When we first arrived, we took an open-top tram down into the 1900s Town, and then the students were able to explore the various areas of the museum at their own leisure over the course of the day. There’s a whole host of new attractions, such as the ongoing developments with the 1950s town, which now include Elizabeth’s Hairdressers, a Welfare Hall, Police Houses and Middleton’s Quality Fish and Chips – where several students and I enjoyed our lunch! I took a trip down the Mahogany Drift Mine in the 1900s Pit Village and Colliery with some of the students and staff, sporting some delightful bright green hard hats, which matched my beret of choice on the day too. I also travelled on the Pockerley Waggonway on a replica of a very early steam locomotive, Puffing Billy, which was obviously right up my street. Thankfully, it was a dry and sunny day, meaning I was able to enjoy the scenery of 1820s Pockerley as we chugged and jostled along the track, in a fourth class open-top carriage.

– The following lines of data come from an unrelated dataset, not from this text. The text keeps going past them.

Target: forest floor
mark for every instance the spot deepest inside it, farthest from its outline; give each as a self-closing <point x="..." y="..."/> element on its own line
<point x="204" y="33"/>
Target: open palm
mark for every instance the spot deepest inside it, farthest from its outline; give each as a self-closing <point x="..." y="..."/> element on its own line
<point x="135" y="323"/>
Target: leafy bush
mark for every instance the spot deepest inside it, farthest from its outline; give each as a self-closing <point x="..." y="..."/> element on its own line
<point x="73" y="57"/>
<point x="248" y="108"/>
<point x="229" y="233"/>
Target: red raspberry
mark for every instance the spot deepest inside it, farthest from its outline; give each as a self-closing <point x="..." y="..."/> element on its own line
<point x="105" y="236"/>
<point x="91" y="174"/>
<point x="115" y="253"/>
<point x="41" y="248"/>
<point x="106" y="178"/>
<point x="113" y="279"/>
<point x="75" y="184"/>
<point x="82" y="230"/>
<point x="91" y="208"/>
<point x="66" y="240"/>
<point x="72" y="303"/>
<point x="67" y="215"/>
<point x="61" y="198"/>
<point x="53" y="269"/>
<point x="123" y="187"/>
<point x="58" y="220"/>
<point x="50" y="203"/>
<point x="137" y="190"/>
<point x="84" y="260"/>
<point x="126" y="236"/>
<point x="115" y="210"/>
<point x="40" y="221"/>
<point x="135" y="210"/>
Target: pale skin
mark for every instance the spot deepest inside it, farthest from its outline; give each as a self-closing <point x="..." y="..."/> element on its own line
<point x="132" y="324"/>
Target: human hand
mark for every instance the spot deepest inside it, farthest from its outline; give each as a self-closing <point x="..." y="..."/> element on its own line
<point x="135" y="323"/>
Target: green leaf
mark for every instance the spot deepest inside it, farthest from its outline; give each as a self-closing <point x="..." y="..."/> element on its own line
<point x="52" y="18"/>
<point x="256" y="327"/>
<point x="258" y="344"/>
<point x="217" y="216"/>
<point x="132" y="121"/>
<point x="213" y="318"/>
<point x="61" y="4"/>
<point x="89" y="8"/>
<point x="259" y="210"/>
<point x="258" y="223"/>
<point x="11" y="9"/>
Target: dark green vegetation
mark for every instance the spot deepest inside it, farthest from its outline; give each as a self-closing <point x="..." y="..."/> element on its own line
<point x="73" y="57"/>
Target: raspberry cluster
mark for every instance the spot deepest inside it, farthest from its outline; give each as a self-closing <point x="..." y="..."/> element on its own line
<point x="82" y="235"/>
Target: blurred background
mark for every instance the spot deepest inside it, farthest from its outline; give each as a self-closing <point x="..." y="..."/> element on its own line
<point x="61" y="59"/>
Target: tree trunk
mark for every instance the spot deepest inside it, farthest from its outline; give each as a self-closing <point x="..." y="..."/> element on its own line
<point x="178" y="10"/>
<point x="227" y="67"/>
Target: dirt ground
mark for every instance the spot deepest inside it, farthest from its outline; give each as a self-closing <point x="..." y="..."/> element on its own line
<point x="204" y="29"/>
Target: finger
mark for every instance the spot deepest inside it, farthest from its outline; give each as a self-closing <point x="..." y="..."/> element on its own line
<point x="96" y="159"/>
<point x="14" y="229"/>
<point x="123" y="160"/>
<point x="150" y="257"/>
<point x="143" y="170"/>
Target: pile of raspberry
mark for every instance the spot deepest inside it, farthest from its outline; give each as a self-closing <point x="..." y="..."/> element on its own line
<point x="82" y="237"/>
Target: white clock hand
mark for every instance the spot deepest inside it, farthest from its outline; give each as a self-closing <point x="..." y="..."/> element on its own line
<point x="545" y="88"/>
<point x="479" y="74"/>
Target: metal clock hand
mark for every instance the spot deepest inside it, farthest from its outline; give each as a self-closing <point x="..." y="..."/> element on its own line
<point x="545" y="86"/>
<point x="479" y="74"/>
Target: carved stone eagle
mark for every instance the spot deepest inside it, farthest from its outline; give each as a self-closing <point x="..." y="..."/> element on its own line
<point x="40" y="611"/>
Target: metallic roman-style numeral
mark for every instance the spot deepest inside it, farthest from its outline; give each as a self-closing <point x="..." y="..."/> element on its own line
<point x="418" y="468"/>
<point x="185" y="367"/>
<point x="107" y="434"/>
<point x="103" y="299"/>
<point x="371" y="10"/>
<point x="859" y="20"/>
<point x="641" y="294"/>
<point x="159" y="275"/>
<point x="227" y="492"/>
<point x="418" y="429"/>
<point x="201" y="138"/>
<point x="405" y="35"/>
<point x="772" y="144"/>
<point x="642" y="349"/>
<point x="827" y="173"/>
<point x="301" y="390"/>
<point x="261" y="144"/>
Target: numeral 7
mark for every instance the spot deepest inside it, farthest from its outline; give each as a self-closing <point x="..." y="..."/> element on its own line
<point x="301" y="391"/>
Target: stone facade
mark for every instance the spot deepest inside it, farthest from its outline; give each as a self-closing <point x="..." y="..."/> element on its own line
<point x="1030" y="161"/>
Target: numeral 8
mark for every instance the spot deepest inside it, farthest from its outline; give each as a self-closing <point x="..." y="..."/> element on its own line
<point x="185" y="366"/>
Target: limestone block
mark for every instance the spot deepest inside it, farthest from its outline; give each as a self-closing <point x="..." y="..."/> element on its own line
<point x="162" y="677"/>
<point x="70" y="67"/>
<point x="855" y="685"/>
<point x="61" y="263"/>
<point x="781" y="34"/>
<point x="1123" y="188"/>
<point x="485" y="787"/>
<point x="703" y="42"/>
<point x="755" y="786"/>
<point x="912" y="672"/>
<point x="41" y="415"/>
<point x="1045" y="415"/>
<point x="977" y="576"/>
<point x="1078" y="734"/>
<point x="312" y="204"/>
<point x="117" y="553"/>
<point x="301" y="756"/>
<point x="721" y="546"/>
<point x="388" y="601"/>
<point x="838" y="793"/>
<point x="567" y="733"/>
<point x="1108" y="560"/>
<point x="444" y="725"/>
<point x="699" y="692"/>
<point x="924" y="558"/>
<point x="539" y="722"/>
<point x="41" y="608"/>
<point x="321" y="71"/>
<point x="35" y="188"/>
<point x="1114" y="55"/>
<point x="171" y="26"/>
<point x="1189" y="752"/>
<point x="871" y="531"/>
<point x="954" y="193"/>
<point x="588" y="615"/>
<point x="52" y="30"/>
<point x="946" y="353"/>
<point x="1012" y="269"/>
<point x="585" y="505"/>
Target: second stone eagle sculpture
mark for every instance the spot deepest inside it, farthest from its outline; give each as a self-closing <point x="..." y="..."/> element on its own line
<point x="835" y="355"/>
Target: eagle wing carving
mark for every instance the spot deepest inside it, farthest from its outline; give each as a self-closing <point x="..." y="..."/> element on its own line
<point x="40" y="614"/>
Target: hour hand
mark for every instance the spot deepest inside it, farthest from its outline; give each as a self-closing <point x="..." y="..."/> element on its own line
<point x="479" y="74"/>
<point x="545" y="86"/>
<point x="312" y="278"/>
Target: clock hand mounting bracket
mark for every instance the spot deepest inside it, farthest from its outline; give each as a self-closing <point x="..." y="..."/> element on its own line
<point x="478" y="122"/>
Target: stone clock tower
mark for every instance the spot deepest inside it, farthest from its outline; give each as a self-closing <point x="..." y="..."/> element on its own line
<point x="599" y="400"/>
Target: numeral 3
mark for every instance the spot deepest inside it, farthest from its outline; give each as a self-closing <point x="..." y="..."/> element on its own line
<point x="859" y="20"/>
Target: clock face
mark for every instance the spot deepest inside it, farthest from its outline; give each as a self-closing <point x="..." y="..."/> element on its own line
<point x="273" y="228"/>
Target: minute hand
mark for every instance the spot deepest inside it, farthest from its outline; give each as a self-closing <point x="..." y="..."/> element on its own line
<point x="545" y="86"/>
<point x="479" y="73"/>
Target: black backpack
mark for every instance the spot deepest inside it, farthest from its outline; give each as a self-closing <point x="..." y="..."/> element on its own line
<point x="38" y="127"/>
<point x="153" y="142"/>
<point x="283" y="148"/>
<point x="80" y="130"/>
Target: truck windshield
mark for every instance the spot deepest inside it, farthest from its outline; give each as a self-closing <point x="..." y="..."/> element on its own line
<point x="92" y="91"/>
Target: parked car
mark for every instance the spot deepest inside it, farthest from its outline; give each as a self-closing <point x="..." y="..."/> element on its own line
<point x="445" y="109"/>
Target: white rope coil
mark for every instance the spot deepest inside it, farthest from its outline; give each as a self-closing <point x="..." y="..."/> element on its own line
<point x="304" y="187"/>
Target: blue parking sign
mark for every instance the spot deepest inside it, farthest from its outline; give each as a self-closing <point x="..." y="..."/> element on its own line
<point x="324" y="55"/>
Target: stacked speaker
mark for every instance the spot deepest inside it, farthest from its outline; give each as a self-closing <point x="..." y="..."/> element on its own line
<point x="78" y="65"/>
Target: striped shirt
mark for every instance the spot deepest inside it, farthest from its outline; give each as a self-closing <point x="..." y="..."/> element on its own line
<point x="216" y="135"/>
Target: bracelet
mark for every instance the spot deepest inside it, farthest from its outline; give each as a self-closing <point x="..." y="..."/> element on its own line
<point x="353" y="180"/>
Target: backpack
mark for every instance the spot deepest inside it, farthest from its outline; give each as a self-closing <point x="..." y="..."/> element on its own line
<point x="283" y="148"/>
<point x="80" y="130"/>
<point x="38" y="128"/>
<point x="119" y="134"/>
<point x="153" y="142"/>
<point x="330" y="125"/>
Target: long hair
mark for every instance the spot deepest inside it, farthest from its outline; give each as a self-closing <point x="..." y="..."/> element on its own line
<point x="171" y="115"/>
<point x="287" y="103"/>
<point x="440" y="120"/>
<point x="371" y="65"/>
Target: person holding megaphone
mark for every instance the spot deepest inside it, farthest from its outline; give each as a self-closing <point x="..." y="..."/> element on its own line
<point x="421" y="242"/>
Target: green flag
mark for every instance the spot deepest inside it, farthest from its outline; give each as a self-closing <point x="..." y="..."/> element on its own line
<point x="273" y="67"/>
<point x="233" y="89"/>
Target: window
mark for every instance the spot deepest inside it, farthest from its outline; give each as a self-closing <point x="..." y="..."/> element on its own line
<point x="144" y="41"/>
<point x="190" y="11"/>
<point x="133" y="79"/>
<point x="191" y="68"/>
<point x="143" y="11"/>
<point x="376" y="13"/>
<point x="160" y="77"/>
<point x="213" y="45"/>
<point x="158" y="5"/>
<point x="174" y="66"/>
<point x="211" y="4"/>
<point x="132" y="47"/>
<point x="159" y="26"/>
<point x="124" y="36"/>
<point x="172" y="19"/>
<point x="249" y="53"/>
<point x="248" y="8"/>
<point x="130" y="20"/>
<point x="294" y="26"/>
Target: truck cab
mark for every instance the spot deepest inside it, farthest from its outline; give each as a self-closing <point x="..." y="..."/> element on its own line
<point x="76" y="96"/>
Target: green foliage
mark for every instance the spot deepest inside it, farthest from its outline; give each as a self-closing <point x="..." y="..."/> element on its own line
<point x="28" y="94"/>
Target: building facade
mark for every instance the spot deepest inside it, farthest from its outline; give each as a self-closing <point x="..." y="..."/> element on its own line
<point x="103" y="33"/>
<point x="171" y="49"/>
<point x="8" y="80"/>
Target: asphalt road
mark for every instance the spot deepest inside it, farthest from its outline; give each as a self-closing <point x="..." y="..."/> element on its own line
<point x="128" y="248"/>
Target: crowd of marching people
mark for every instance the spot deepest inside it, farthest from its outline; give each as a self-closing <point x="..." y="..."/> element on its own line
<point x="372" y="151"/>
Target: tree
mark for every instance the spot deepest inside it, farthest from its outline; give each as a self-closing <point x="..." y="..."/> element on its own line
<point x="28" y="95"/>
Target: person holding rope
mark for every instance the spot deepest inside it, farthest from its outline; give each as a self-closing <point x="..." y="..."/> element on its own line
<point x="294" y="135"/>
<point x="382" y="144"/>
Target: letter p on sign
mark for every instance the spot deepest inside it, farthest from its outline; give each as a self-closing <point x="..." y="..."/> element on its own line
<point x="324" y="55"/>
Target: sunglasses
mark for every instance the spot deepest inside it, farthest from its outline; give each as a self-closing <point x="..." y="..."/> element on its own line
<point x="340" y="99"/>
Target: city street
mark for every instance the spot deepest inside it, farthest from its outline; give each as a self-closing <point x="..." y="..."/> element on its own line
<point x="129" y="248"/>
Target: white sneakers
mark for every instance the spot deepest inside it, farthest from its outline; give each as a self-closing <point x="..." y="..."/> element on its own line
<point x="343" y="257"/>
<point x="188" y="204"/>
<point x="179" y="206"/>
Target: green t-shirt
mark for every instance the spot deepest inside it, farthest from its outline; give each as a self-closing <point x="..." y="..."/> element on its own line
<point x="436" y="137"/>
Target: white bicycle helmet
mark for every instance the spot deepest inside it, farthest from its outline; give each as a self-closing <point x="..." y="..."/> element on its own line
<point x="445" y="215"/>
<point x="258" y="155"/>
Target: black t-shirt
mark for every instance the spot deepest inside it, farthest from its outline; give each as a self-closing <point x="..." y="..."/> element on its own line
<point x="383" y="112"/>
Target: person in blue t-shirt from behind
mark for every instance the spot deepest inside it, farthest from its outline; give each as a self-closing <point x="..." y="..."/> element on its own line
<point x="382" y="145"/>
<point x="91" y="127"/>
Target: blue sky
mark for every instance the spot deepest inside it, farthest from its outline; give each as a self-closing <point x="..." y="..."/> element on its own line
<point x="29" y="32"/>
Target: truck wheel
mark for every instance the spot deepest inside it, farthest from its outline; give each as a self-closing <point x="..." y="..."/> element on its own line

Like many of the students, I rounded off the day with a visit to the gift shop, filled with an abundance of vintage-themed goodies and Beamish-branded items, including Christmas baubles, a tram driver teddy, and even Beamish monopoly!

The small part I played on the Ming Chuan Humanities Cultural Programme this summer has given me so much more than just a day out to a museum, or the opportunity to talk for 4 hours about railways. It gave me the confidence that I can teach students about my research, and that this is something I could actually do as a career after my PhD. It allowed me to experiment with different ways of presenting information, through posters, photographs, text and maps, seeing what worked well, and what wasn’t as engaging for students. At the end of my day of teaching, the students were extremely generous, and gave me a whole selection of gifts from the university to thank me for my lectures. I expected nothing from the students – other than the hope that they would enjoy my sessions – so this came as a genuine surprise, and one that will continue to remind me of my first teaching sessions and where it all began for many years to come.